Production intrathécale : Une production intrathécale d’IgG anti-MOG a été rapportée dans la MOGAD (non rapportée dans la NMOSD avec anticorps anti-AQP4).
On observe un infiltrat variable de granulocytes, des macrophages contenant de la MOG, des dépôts de complément et d’Ig, une destruction variable des oligodendrocytes et des axones, et une astrogliose1). Des oligodendrocytes précurseurs peuvent être présents sans remyélinisation active.
Voici une comparaison physiopathologique entre la MOGAD et la NMOSD avec anticorps anti-AQP4.
Le signe H (hypersignal T2 limité à la substance grise en forme de H sur les coupes axiales de la moelle épinière) est observé chez 30 à 50 % des patients atteints de MOGAD. Il est rare dans la NMOSD AQP4-positive et absent dans la SEP, ce qui en fait un signe d’imagerie très spécifique de la MOGAD 11). La différence d’âge marquée entre les enfants (100 %) et les adultes (12,5 %) dans la forme myélite est considérée comme liée à la distribution de l’expression de MOG dépendante de l’âge.
7. Recherches récentes et perspectives futures (rapports en phase de recherche)
Varley et al. (2024) ont évalué rétrospectivement 539 patients (135 enfants, 404 adultes) parmi 1 879 patients testés pour les anticorps MOG2). Chez les enfants, les signes de soutien étaient plus fréquents que chez les adultes (p=0,0011), et dans la forme myélite, le signe H était présent chez 100 % des enfants contre 12,5 % des adultes, une différence marquée. Dans les maladies récurrentes, les signes de soutien ont augmenté lors du suivi (médiane de 2 à 3,5, p=0,03). Les 5 cas faux positifs ont tous été finalement diagnostiqués comme SEP (OCB positif, IRM cérébrale typique de SEP).

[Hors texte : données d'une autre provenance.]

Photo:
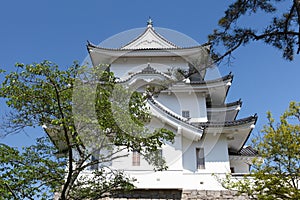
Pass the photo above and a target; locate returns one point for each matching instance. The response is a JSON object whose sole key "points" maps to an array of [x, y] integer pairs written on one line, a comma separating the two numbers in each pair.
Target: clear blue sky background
{"points": [[34, 30]]}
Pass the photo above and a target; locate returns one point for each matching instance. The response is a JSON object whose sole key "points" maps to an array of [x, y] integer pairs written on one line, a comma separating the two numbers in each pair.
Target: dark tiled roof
{"points": [[90, 45], [146, 70], [245, 151], [224, 78], [227, 123], [202, 125], [161, 37], [235, 103]]}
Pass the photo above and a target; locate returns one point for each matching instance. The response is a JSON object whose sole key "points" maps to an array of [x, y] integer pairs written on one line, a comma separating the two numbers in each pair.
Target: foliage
{"points": [[91, 121], [278, 176], [281, 32], [33, 173]]}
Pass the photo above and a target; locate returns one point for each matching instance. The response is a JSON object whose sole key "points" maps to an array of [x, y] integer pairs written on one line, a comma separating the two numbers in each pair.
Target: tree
{"points": [[281, 32], [276, 174], [60, 101]]}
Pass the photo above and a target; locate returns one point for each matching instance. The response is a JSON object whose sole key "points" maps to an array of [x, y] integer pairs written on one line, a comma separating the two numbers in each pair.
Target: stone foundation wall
{"points": [[177, 195]]}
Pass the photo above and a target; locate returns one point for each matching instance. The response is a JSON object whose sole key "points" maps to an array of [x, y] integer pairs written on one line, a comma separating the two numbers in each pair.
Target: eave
{"points": [[215, 90], [226, 112], [100, 55], [174, 120], [237, 132]]}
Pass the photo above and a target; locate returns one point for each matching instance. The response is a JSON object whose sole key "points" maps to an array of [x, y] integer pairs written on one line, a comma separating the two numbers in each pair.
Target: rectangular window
{"points": [[200, 158], [94, 159], [135, 158], [232, 169], [186, 113]]}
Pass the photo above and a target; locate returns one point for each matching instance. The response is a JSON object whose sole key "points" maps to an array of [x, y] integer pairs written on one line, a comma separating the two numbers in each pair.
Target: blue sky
{"points": [[34, 30]]}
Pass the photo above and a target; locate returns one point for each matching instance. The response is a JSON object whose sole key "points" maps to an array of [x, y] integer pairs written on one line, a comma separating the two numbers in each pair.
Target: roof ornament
{"points": [[149, 22]]}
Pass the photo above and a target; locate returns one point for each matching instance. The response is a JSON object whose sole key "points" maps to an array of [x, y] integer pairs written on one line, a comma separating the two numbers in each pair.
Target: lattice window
{"points": [[200, 158], [186, 113], [136, 158]]}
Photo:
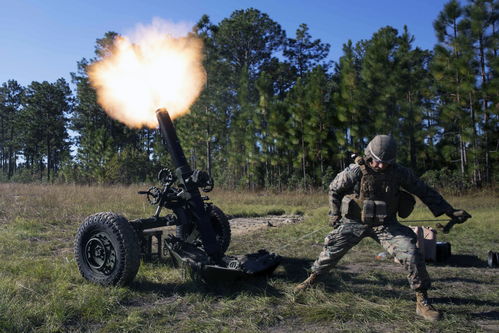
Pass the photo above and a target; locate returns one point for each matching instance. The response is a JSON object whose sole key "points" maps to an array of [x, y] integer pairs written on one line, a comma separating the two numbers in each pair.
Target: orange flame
{"points": [[156, 71]]}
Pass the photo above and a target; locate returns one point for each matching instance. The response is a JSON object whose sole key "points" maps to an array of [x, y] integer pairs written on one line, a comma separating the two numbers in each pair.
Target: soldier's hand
{"points": [[459, 215], [334, 220]]}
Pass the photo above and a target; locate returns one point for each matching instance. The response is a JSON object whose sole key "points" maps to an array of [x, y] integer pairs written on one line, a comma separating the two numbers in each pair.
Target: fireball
{"points": [[154, 70]]}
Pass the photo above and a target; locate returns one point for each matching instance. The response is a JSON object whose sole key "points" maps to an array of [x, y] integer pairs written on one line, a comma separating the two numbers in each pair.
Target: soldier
{"points": [[364, 200]]}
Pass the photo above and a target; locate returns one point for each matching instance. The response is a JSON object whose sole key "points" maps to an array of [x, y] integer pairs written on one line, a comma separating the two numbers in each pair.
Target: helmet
{"points": [[382, 149]]}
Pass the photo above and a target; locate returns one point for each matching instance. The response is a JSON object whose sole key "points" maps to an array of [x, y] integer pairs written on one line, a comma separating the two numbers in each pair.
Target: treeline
{"points": [[276, 114]]}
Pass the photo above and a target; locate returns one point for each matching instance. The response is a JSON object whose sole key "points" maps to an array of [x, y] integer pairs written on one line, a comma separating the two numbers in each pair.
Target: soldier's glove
{"points": [[334, 220], [458, 215]]}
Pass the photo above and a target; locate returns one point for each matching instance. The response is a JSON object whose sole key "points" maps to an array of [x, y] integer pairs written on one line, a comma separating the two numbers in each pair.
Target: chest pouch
{"points": [[406, 204], [373, 212], [351, 207]]}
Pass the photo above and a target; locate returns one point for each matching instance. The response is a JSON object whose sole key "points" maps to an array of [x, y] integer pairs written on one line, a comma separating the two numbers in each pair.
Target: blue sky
{"points": [[43, 39]]}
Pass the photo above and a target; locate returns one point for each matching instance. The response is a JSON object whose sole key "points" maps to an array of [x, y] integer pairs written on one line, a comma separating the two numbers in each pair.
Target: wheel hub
{"points": [[100, 253]]}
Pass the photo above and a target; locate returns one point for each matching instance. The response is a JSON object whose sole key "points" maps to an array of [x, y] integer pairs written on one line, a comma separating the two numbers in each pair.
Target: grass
{"points": [[41, 289]]}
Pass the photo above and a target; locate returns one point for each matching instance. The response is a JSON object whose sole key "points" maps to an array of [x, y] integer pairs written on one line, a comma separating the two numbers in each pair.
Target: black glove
{"points": [[334, 220], [458, 215]]}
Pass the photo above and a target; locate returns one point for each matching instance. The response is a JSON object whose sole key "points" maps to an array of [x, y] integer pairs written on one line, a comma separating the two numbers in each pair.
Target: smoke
{"points": [[158, 66]]}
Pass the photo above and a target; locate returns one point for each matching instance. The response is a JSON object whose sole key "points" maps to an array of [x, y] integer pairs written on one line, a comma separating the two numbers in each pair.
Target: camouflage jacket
{"points": [[348, 182]]}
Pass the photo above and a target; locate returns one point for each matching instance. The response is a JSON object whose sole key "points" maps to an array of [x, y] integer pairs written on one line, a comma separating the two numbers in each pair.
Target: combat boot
{"points": [[424, 308], [312, 279]]}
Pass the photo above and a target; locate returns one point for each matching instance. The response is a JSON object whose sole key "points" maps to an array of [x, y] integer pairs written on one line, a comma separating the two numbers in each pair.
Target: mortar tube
{"points": [[183, 172]]}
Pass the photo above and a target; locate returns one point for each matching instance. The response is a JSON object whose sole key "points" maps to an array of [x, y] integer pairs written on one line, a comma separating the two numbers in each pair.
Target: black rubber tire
{"points": [[220, 224], [107, 249]]}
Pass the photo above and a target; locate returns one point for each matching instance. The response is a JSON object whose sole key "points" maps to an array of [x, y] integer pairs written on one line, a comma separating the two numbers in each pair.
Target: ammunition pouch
{"points": [[374, 212], [370, 212], [406, 204], [351, 207]]}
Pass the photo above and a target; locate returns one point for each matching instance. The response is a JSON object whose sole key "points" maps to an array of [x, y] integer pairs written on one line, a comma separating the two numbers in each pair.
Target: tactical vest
{"points": [[378, 198]]}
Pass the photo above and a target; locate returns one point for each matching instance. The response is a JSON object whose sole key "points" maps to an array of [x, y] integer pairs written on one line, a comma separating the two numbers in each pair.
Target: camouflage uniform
{"points": [[397, 239]]}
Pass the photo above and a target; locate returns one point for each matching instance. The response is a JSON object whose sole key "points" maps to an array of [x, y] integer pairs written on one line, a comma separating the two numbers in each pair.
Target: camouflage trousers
{"points": [[397, 239]]}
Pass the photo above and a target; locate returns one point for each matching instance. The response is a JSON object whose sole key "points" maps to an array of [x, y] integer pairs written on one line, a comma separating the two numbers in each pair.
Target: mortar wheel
{"points": [[220, 225], [107, 249]]}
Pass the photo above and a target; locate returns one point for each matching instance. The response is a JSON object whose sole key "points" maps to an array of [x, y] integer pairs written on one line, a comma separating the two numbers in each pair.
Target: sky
{"points": [[42, 40]]}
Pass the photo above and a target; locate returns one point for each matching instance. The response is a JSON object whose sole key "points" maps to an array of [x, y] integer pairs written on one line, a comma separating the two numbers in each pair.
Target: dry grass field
{"points": [[41, 289]]}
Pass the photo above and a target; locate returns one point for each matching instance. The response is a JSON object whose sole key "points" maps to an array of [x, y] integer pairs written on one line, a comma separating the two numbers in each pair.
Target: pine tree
{"points": [[10, 106]]}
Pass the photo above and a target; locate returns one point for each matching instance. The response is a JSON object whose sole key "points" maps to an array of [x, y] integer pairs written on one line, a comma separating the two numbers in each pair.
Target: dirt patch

75–96 % des enfants récupèrent complètement (meilleur que les adultes). 56–73 % des patients MOG-ON ont une récupération visuelle complète
Dissociation entre OCT et récupération fonctionnelle : les enfants ont une bonne récupération fonctionnelle malgré des lésions structurelles similaires à celles des adultes
Corrélation linéaire : plus l’âge de début est élevé, plus le pronostic visuel est mauvais
Évolution récurrente ou multiphasique : taux de récupération complète de 31–50 % (environ la moitié de la forme monophasique). 50 % des patients MDEM présentent des troubles cognitifs
Taux de récidive jusqu’à 70 % sur un suivi de plus de 5 ans. 16 % développent un CRION (neuropathie optique chronique corticodépendante)
EDSS (score de handicap) relativement bon, de 1 à 2 (contre >3 pour NMOSD AQP4-positif)
Heroor et al. (2024) ont rapporté un cas de PAMM (maculopathie aiguë intermédiaire paracentrale) chez une femme de 25 ans atteinte de MOG-ON7). Un traitement par IVMP 1 g × 5 jours a conduit à une récupération complète après un mois. Il a été suggéré que l’œdème inflammatoire dû à la périnévrite optique pourrait entraîner une diminution du flux sanguin dans le plexus capillaire superficiel.
MOGAD lié au COVID-19, au vaccin et à la grossesse
Dans le MOGAD post-COVID-19, un schéma de séropositivité transitoire aux anticorps MOG-IgG a été suggéré10). Dans le MOGAD lié au vaccin, la possibilité d’une rupture de la barrière hémato-encéphalique et d’une production d’auto-anticorps par les vaccins à ARNm est envisagée8). Une revue de la littérature portant sur 47 cas a révélé que 21 cas ont été diagnostiqués en post-partum, suggérant un risque accru d’apparition et de récidive pendant la période post-partum9).
QQuel est le pronostic à long terme du MOGAD ?
A
Chez les enfants, 75 à 96 % récupèrent complètement, avec un meilleur pronostic que chez les adultes. Cependant, en cas d’évolution récurrente ou multiphasique, le taux de récupération complète tombe à 31-50 %. Certains rapports indiquent que le taux de récidive peut atteindre 70 % lors d’un suivi à long terme de plus de 5 ans, soulignant l’importance d’une surveillance à long terme et de la poursuite du traitement d’entretien.